Você segura o emocional da família, o funcionamento da casa, o caos do trabalho, os traumas mal resolvidos dos outros, os silêncios doloridos dos seus relacionamentos, tudo como se fosse normal. Como se fosse natural você viver engolindo o mundo e ainda agradecer por isso.
Mas sabe o que é mais cruel? Ninguém vai te dar um prêmio por isso. Ninguém vai te aplaudir. Não vai ter festa, não vai ter reconhecimento. Só vai ter mais do mesmo: mais cobranças, mais demandas, mais solidão.
Tudo bem, porque não era pra você buscar reconhecimento nisso. Era pra você reconhecer que isso te destroi. Que esse vício em ser necessária, em ser forte, em ser admirada por “dar conta” é só uma forma sofisticada de desespero. Uma forma de pedir amor sem parecer fraca. Uma forma de se proteger do abandono ocupando um papel funcional. Mas você não é uma função. Você é uma pessoa. Que sente, que cansa, que precisa. E tá tudo bem se hoje você não der conta.
Você pode achar que se permitir descansar vai te fazer perder quem você é. Mas, na real, é esse descanso que vai te lembrar de quem você foi antes de começar a carregar o mundo inteiro.
Antes de acreditar que só seria amada se fosse indestrutível ou de confundir força com abandono de si mesma. Porque a verdadeira força, cara leitora, é poder dizer “não”. É parar. É soltar. É se recusar a viver de performance. É aceitar que ninguém vai te salvar e ainda assim escolher se salvar.
Então para de buscar aplauso onde nunca vai ter. Para de esperar reconhecimento de quem só te valoriza quando você sangra sem fazer barulho.
E começa, ainda que aos poucos, a lembrar que você pode ser mais do que isso. Pode ser suave. Pode ser cuidada. Pode ser só você, sem ter que provar nada pra ninguém.
Se você se vê como uma pessoa engraçada, não vai ser afirmando isso em palavras que as pessoas vão começar a te achar engraçada também.
Você não precisa continuar se provando pra merecer existir. Ser humana já basta.
Quem te ama de verdade não vai te pedir pra ser invencível. Vai sentar do teu lado quando você não conseguir levantar. E até isso acontecer, que você aprenda, sem culpa, a sentar consigo mesma. A descansar sem pedir desculpa. A existir sem se justificar.

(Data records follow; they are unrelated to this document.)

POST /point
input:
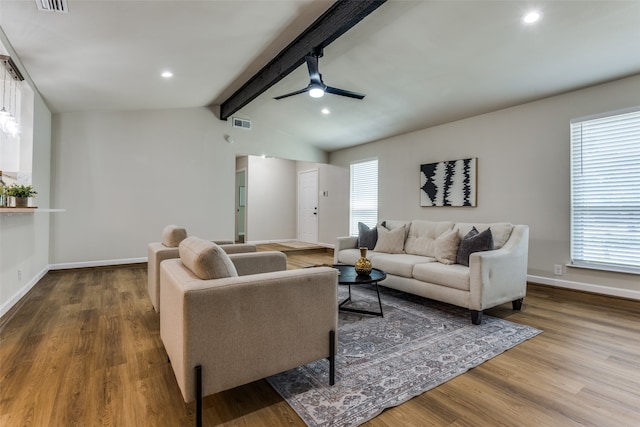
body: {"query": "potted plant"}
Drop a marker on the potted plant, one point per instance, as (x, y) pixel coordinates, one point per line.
(21, 194)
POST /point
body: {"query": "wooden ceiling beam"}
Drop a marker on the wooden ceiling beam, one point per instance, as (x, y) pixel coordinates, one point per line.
(337, 20)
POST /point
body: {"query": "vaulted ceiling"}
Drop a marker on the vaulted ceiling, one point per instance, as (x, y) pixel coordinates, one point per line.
(420, 63)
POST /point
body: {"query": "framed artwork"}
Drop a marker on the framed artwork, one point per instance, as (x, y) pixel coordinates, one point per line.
(450, 183)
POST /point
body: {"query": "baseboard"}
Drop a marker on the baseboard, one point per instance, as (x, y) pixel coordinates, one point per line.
(102, 263)
(7, 306)
(586, 287)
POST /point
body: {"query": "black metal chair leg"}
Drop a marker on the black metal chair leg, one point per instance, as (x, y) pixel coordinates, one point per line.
(332, 357)
(198, 372)
(379, 302)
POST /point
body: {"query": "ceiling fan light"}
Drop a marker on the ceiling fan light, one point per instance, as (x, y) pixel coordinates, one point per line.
(316, 92)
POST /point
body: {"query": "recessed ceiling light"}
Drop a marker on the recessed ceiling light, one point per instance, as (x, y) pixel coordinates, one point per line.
(316, 92)
(531, 17)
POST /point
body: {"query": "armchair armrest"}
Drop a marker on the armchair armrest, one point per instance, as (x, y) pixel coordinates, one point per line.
(500, 276)
(237, 248)
(241, 329)
(258, 262)
(156, 253)
(345, 242)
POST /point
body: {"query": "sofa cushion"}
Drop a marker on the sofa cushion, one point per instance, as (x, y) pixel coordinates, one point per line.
(206, 259)
(390, 241)
(367, 237)
(399, 264)
(172, 235)
(350, 256)
(501, 231)
(422, 236)
(453, 276)
(446, 247)
(474, 242)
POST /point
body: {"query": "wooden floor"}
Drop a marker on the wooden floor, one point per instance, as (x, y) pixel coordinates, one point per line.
(83, 349)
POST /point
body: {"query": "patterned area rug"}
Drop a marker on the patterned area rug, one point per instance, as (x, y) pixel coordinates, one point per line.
(383, 362)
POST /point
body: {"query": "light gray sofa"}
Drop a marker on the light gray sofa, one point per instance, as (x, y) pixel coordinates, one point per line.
(420, 264)
(167, 248)
(224, 323)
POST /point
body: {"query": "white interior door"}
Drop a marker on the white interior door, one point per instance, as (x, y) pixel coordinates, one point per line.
(308, 206)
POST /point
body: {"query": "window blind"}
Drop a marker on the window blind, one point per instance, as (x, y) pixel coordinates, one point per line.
(363, 205)
(605, 191)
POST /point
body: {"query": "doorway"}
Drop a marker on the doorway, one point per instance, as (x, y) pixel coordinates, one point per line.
(308, 206)
(241, 205)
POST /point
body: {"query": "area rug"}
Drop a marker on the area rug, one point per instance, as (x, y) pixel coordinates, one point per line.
(383, 362)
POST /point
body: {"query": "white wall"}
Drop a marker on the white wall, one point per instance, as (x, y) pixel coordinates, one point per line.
(122, 176)
(523, 174)
(271, 200)
(24, 238)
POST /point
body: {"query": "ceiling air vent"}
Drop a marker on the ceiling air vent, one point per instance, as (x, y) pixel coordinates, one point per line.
(241, 123)
(59, 6)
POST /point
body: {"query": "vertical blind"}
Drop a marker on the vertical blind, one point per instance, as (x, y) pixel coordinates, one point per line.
(605, 191)
(363, 205)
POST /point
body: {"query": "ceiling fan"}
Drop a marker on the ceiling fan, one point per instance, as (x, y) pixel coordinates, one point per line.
(316, 87)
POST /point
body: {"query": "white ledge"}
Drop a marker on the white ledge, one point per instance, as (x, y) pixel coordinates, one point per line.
(29, 210)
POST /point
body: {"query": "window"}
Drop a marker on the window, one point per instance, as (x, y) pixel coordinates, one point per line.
(605, 191)
(363, 205)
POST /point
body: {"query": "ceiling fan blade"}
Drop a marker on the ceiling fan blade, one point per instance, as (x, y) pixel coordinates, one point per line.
(343, 92)
(306, 89)
(314, 73)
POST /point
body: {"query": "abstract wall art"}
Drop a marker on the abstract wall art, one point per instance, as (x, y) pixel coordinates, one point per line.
(450, 183)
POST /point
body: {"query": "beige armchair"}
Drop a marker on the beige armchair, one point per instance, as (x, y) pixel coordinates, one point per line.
(157, 252)
(224, 324)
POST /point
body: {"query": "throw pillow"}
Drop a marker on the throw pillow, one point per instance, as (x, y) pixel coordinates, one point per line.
(446, 247)
(172, 235)
(474, 242)
(390, 241)
(206, 259)
(367, 237)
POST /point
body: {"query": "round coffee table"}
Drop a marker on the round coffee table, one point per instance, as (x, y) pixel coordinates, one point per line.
(349, 277)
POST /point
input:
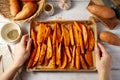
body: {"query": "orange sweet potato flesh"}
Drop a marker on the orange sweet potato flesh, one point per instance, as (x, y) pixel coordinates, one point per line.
(68, 54)
(28, 10)
(71, 34)
(49, 51)
(78, 66)
(64, 61)
(33, 37)
(58, 54)
(59, 33)
(83, 64)
(91, 39)
(89, 58)
(76, 37)
(53, 64)
(41, 33)
(42, 54)
(37, 55)
(14, 7)
(65, 35)
(85, 35)
(33, 54)
(101, 11)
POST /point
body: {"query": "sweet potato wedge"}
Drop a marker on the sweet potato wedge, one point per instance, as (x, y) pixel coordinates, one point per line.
(65, 35)
(76, 37)
(41, 33)
(77, 26)
(54, 38)
(77, 59)
(73, 58)
(71, 34)
(59, 33)
(49, 52)
(91, 39)
(37, 55)
(64, 60)
(83, 64)
(28, 9)
(42, 54)
(53, 64)
(85, 35)
(58, 54)
(68, 54)
(47, 33)
(81, 42)
(88, 58)
(33, 37)
(14, 7)
(33, 54)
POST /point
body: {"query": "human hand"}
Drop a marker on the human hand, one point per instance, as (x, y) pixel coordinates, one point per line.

Porque ser forte não é sobre aguentar tudo. É sobre saber quando parar. E ter coragem de escolher a si mesma, mesmo quando ninguém mais escolhe.
Esse é um texto escrito para minha eu do passado, sei que ela ainda não estava pronta para aceitar que estava na hora de parar de “suprir”, mas quem sabe você esteja.
Obrigada por ler!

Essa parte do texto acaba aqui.